Church People Deacon Andrei Psarev

Reception of Archimandrite Philaret (Voznesenskii) into ROCOR

The refectory of Holy Trinity Monastery in Jordanville, NY. St. Isaac's words are above the icons

“Silence is a Mystery of the Age to Come, but Words are Instruments of This World”
—St. Isaac the Syrian

The Synod of Bishops of the Russian Church Abroad, at its meeting held on this day in 1962, received Archimandrite Philaret (Voznesenskii) to the Russian Church Abroad back from the Moscow Patriarchate.

Having been making my living writing and speaking, I can attest to the wisdom of the words I used for this report’s title. It was one thing to criticize Metropolitan Sergii (Stragorodskii, 1867-1944) for his church policy before World War Two (WWII) and another to be in communist China after the war. ROCOR bishops there, with the exception of St. John of Shanghai and San Francisco, became hierarchs of the Moscow Patriarchate.

There was no “Catacomb” Russian Church Abroad in China.

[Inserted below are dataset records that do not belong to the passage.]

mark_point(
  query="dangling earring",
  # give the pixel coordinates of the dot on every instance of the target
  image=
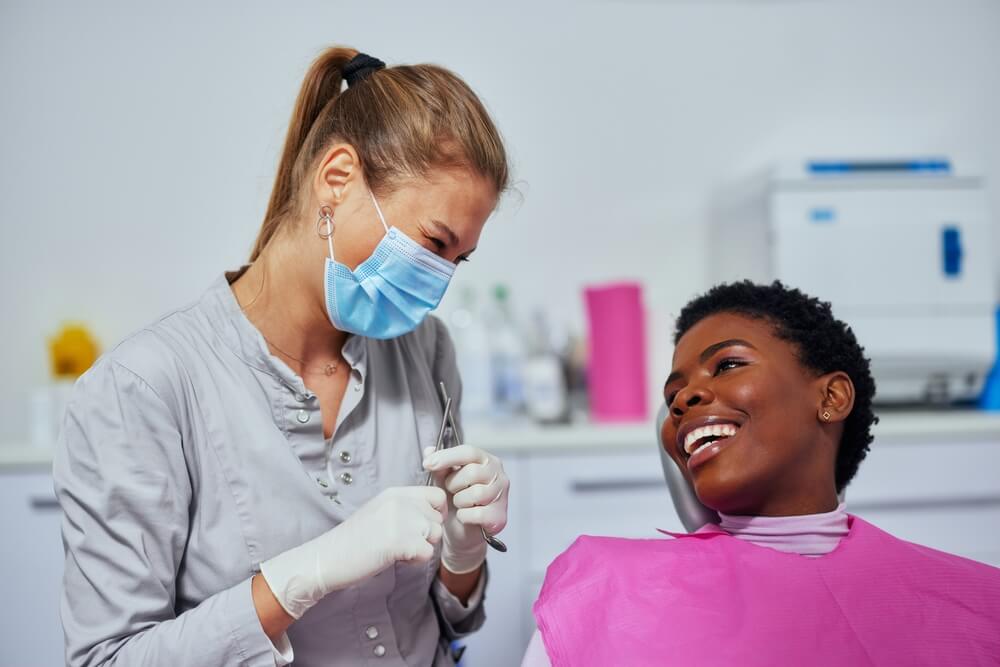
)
(324, 224)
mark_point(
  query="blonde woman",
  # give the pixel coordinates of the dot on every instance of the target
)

Archimandrite Philaret remained with his flock in Harbin, he refused to accept Soviet citizenship and avoided meeting with hierarchs from the USSR. In this attitude, he followed the clergy in Russia, who had been in opposition to Metropolitan Sergii before WWII, but joined Patriarch Alexei I after it.

In 1934, Metropolitan Sergii and his Synod suspended Russian refugee hierarchs. However, when bishops of the Moscow Patriarchate joined the ROCOR during and after WWII in Europe, they did not have to repent of their membership in the Moscow Patriarchate.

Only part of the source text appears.